As a result of the tragic drilling rig explosion and oil spill in the Gulf of Mexico on 20 April 2010, the second quarter included a pre-tax charge of $32.2 billion, which includes the $20 billion compensation claims fund. On an after-tax basis, the charge was about $22 billion (approximately $6.94 per ADS).
The principal sources for the income statement analysis were the earnings announcement, a supplemental press release, and the conference call presentation [pdf].
In a second article, we will report BP's scores as measured by the GCFR financial gauges. The follow-up post will also provide the latest figures for the various financial metrics we use to analyze Cash Management, Growth, Profitability and Value.

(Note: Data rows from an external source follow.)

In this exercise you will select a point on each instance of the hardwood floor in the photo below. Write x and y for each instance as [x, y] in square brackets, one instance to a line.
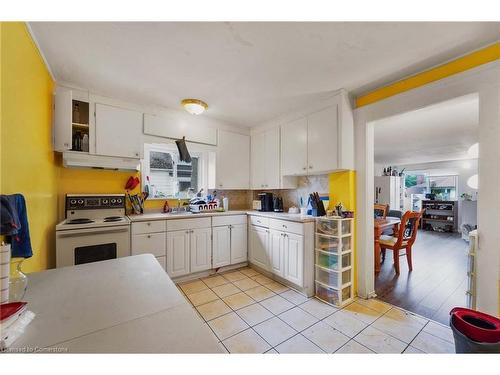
[437, 282]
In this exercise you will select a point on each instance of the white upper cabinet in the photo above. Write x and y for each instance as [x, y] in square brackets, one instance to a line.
[266, 162]
[294, 148]
[118, 131]
[319, 142]
[322, 129]
[232, 161]
[62, 119]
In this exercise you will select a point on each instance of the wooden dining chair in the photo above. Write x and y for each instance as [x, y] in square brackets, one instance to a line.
[380, 210]
[404, 239]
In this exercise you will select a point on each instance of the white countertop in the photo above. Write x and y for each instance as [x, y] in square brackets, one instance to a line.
[273, 215]
[124, 305]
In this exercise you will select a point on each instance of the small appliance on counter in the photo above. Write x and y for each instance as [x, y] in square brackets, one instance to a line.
[266, 202]
[278, 204]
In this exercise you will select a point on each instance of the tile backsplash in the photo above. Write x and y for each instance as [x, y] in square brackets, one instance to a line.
[242, 199]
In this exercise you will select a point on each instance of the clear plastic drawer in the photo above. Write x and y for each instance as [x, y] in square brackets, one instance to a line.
[332, 244]
[333, 227]
[331, 278]
[330, 260]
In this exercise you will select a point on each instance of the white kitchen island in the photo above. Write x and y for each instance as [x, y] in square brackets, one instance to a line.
[125, 305]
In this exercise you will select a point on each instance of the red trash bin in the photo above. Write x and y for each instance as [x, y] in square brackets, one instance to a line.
[474, 331]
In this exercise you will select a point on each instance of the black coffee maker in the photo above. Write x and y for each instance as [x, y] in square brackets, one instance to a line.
[266, 202]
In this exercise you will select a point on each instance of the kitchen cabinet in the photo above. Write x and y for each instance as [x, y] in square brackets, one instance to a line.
[73, 113]
[322, 128]
[118, 131]
[286, 249]
[229, 240]
[221, 246]
[320, 141]
[259, 246]
[232, 170]
[178, 250]
[277, 252]
[266, 163]
[200, 249]
[294, 148]
[239, 247]
[293, 245]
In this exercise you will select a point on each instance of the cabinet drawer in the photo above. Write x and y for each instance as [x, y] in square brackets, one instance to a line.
[286, 226]
[149, 243]
[218, 221]
[183, 224]
[259, 221]
[163, 262]
[149, 226]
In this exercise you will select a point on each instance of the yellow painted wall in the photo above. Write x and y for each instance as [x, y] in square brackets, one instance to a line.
[472, 60]
[343, 189]
[27, 163]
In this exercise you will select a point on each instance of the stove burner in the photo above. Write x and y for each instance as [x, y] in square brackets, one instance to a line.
[112, 218]
[80, 221]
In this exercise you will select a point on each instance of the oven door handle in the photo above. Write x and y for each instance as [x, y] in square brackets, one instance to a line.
[86, 232]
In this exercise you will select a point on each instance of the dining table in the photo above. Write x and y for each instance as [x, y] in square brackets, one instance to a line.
[379, 225]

Before getting into the details, we will take a step back to introduce the subject of today's analysis.
BP p.l.c., the
Already large, BP became a behemoth by merging with Amoco in 1998 and acquiring Arco soon thereafter.
With operations that span the globe, BP produced 4 million barrel-of-oil equivalents per day in 2009, and its annual Revenue was $240 billion.
Please click here to see a full-sized, normalized depiction of the actual and projected results for the just-concluded quarter, as well as the quarterly Income Statements for the last couple of years. Please note that our organization of revenues, expenses, gains, and losses, which we use for all analyses, can and often does differ in material respects from company-used formats. The standardization facilitates cross-company comparisons.
Revenue (i.e., Sales and Other Operating Revenues) of $73.7 billion was 34.6 percent more than in the second quarter of 2009. The oil and gas prices realized by BP in the most recent quarter were 39.3 percent and 31.5 percent, respectively, higher than last year.
The Exploration and Production unit achieved sales of $15.2 billion, up from $12.8 billion in the June 2009 quarter. If sales to other BP units are excluded, Exploration and Production's sales rose from $5.3 billion to $6.2 billion.
Production in the quarter averaged 3,846 million barrel-of-oil equivalents per day, down 4 percent from the second quarter of last year. It's not clear how much of the production decline was due to the Gulf of Mexico disaster.
Refining and Marketing sales rose from $49.1 billion to $67.0 billion, excluding internal sales. BP's average Global Indicator Refining Margin improved from $4.98 to $5.49 per barrel. Refining availability improved from 93.6 percent to 94.6 percent.
Of the various costs and expenses reported by BP, we group (for simplicity) three items -- "Purchases," "Production and Manufacturing Expenses," and "Production and Similar Taxes" -- and call the combination Cost of Goods Sold. In the June 2010 quarter, we are excluding the $32.2 billion Gulf of Mexico charge (reported as a Production and Manufacturing Expense) from CGS and treating it as a special operating item. On this basis, CGS totaled $61.6 billion or 83.5 percent of Revenue.
The Depreciation (including Depletion and Amortization) expense of $2.8 billion was 10.1 percent less than last year's $3.1 billion. As a percentage of Revenue, this expense declined from 5.8 percent to 3.6 percent.
The Exploration expense in the first quarter, $132 million, was down considerably from last year's $437 million.
Distribution and Administration Expenses, which we treat as Sales, General, and Administrative expenses, decreased by 10.7 percent, from $3.3 billion to $2.9 billion.
The Other Operating Items category, a catchall grouping as we define it, is dominated by the $32.2 billion charge for the oil spill in the Gulf of Mexico. The charge includes "obligations for future costs which can be reliably estimated." Actual costs incurred through 30 June 2010 were $2.9 billion. The spill response involves more than 6,390 vessels and approximately 40,000 onshore people.
We treat sales of businesses and fixed assets (and related impairments) as a non-operating item. In the second quarter of 2010, BP has a $1.03 billion gain, net of impairments, on asset sales.
Interest and other financial items summed to a net expense of $56 million, down from $130 million in the year-earlier quarter. Our target for this item was $150 million.
BP recorded a $10.0 income tax benefit because of the $32.2 billion special charge. If the benefit is excluded, the estimated effective income tax rate was 39.6 percent. This rate is consistent with the company's historical results.
After-tax earnings from jointly controlled entities and associates added $915 million to the bottom line.
The overall loss for the quarter was $17.15 billion (minus $5.41/ADS), compared to income of $4.385 billion ($1.39/ADS) last year. If we exclude the special charge and tax benefit, BP earned $5.04 billion ($1.59/ADS).
Notes: Several figures above were extracted from the BP's Strategy Presentation [2.5 MB pdf] of 2 March 2010.